Lorsque le mécanisme de réplication Active Directory rencontre des erreurs, les conséquences peuvent être visibles au niveau de votre infrastructure. À titre d’exemple, on peut citer des échecs d’authentification et des incohérences dans la base d’annuaire (un utilisateur visible sur un contrôleur de domaine, mais pas sur un autre).
Prise en main de repadmin
L’outil repadmin est accessible directement depuis la ligne de commande, via une console PowerShell ou une Invite de commande. Il est disponible sur une machine Windows Server à partir du moment où le rôle AD DS a été installé (ou le rôle AD LDS). Il fait partie des outils d’administration, donc vous pouvez en bénéficier sur un contrôleur de domaine.
L’idée étant d’appeler la commande avec une ou plusieurs options.
repadmin
Voici plusieurs exemples d’utilisation de repadmin.
L’état global de la réplication avec /replsummary
La première option à connaître, c’est /replsummary. Elle offre une vue d’ensemble de haut niveau sur l’état de la réplication Active Directory entre tous les contrôleurs de domaine de votre environnement. Pour déterminer si tout est OK ou s’il y a un problème de réplication, elle est très pratique.
Ce qui donne :
repadmin /replsummary
Comment interpréter la sortie de cette commande ?

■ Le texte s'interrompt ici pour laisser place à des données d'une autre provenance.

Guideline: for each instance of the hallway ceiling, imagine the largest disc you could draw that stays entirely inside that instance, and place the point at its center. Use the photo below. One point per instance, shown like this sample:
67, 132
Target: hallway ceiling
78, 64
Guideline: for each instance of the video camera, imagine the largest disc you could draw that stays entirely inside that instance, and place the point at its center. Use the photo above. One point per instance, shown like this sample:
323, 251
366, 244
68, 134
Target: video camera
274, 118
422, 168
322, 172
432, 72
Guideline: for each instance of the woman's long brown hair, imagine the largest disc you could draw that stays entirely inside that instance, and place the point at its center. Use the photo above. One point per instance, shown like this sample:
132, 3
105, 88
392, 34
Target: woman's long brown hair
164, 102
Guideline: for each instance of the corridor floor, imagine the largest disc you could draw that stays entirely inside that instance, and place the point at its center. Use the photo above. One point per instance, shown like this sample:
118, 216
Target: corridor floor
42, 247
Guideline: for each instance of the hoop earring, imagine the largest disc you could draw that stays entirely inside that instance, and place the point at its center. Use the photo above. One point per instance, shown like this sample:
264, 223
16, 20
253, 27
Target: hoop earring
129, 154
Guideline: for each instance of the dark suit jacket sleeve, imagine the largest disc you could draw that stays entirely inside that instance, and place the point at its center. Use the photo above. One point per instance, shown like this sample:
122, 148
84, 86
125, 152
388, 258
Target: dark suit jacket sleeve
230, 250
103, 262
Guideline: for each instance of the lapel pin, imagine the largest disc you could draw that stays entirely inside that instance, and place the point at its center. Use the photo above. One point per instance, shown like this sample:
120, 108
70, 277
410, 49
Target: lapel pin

DSA Source : le nom du contrôleur de domaine qui envoie les informations, soit un flux de synchronisation en sortie.
Différence max (Largest delta) : depuis combien de temps un lien de réplication associé à ce contrôleur de domaine est resté inutilisé. Puisque la réplication est effectuée à différents intervalles, il n’est pas surprenant de voir ici 27m: 48s. Si vous voyez un delta de plusieurs heures sur une réplication entre deux DC sur le même site, cela mérite une attention particulière.
Nb échecs : le nombre de tentatives de réplication échouée en comparaison du nombre de tentatives globale. Ici, 0 erreur sur 5 tentatives, ce qui est un bon signe.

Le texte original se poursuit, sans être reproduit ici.